Wasze wyrównywanie majątków poprzez akcje taryf podatkowych, wasze prawo ubezpieczeniowe, wasze apele o bezpłatne nauczanie, wasze zachęcające premie z kasy państwa, wasz centralizm, wasza wiara w Państwo, wasza literatura, teatr – wszystko potwierdza, że jesteście socjalistami. Różnicie się
od tych apostołów tylko stopniem, ale schodzicie po tych samych schodach.

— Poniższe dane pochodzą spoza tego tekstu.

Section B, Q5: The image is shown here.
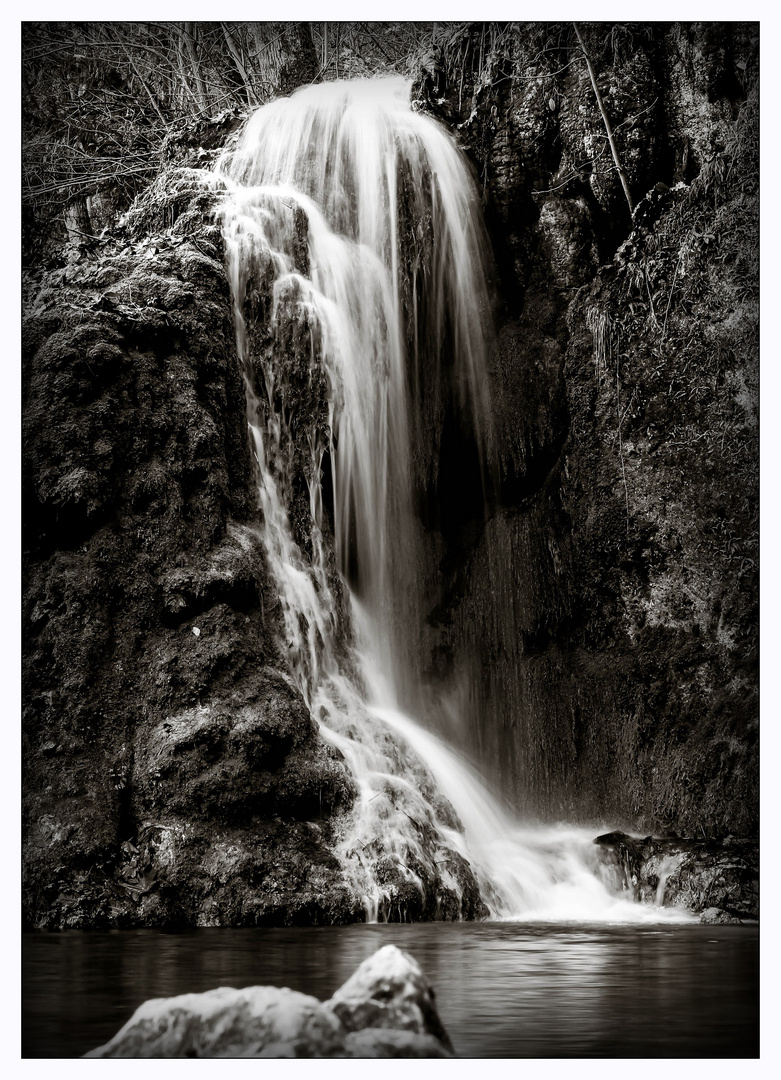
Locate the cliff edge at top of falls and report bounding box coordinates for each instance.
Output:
[414,23,758,836]
[23,24,758,929]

I dlatego właśnie, kiedy czujecie, że prześcigają was w tych żądaniach - zamiast przeciwstawić się im (czego nie umiecie zrobić i czego nie moglibyście zrobić nie potępiając zarazem samych siebie) załamujecie tylko ręce, wyrywacie sobie włosy z głowy, apelujecie o ograniczenie tych żądań i powiadacie żałośnie: „Francja umiera”!

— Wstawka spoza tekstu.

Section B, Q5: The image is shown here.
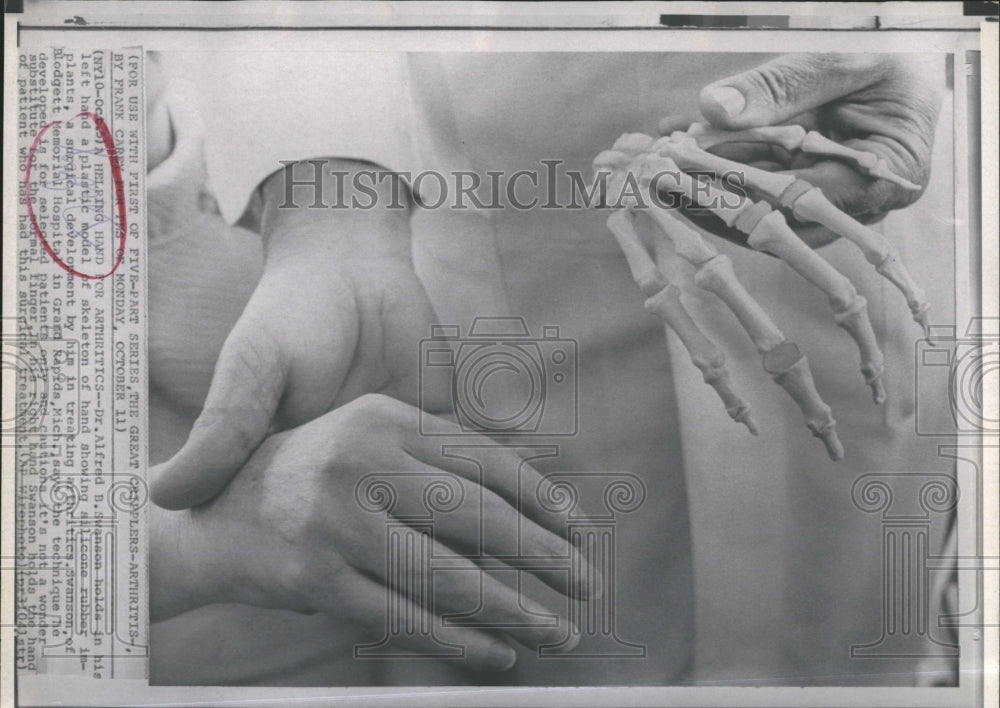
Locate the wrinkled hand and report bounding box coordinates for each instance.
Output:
[152,161,450,509]
[661,54,945,245]
[151,394,600,670]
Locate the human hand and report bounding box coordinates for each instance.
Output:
[152,160,450,509]
[150,394,601,671]
[688,54,945,235]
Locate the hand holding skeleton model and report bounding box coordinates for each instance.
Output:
[593,55,930,460]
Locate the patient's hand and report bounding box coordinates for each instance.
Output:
[150,394,600,670]
[152,160,450,509]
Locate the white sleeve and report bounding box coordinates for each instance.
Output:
[169,51,420,223]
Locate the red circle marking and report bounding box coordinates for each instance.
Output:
[24,111,128,280]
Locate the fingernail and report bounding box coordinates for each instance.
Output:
[486,643,517,671]
[708,86,747,117]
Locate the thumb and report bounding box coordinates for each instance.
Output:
[699,54,882,130]
[151,315,288,509]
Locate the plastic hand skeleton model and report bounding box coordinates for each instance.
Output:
[593,124,929,460]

Dojdzie do tego, że dla takich słów jak Rodzina, Własność, Wolność, Sprawiedliwość, społeczeństwo znajdzie inne definicje niż te, które dostarczacie waszym nauczaniem. Pokona nie tylko ten
socjalizm, który sam się dzisiaj ogłasza socjalizmem, ale i socjalizm, który jeszcze o sobie nie wie. Ten duch mas pracujących i klas średnich zabije waszą wszechobecną interwencję Państwa, wasz centralizm, waszą sztuczną jedność, wasz system opiekuńczy, waszą urzędową filantropię, wasze prawa
o pożyczaniu na procent, waszą barbarzyńską dyplomację, wasze zmonopolizowane nauczanie.
Poza wszystkim, zważcie to dobrze; gdy przeciwstawiam się studiom klasycznym nie domagam się przecież, żeby były zakazane; żądam tylko, żeby nie były narzucane. Nie zwracam się do Państwa, żeby mu powiedzieć: „Podporządkujcie wszystkich mojej opinii”– ale mówię: „Nie podporządkowujcie mnie opinii cudzej”. Różnica jest ogromna, i niech nie będzie lekceważenia w tym względzie.
Spójrzmy więc z punktu widzenia nauczyciela, ojca rodziny i społeczeństwa, do czego sprowadza się ta Wolność, o której powiadacie, że jest tak wielka. Na mocy waszej ustawy zakładam Kolegium - prywatną szkołę średnią z internatem. Po przyjętych
cenach muszę kupić albo wynająć lokal, zapewnić uczniom utrzymanie i opłacić profesorów. Ale obok mojej szkoły jest państwowa szkoła, Liceum. Nie musi kłopotać się kosztami lokalu i wynagrodzenia dla profesorów: podatnicy, ze mną włącznie , pokrywają koszty. Liceum może zatem tak obniżyć swe koszta utrzymywania, że moje Kolegium nie będzie miało chętnych, nie będzie mogło istnieć. Czy to jest wolność?
Pozostaje mi jednak jeszcze jeden atut: zapewnić mojej szkole poziom nauczania wyższy, niż oferuje wasza, tak bardo poszukiwany przez rodziców, którzy przyjdą do
mnie mimo wyższych kosztów nauczania ich dzieci. I tu znów spotykam was, a wy mi mówicie: Nauczaj czego zechcesz, ale jeśli będziesz w tym nauczaniu odbiegał od ustalanych przez nas szablonów edukacyjnych, wszelkie wolne zawody będą niedostępne dla twoich uczniów. Czy to jest wolność?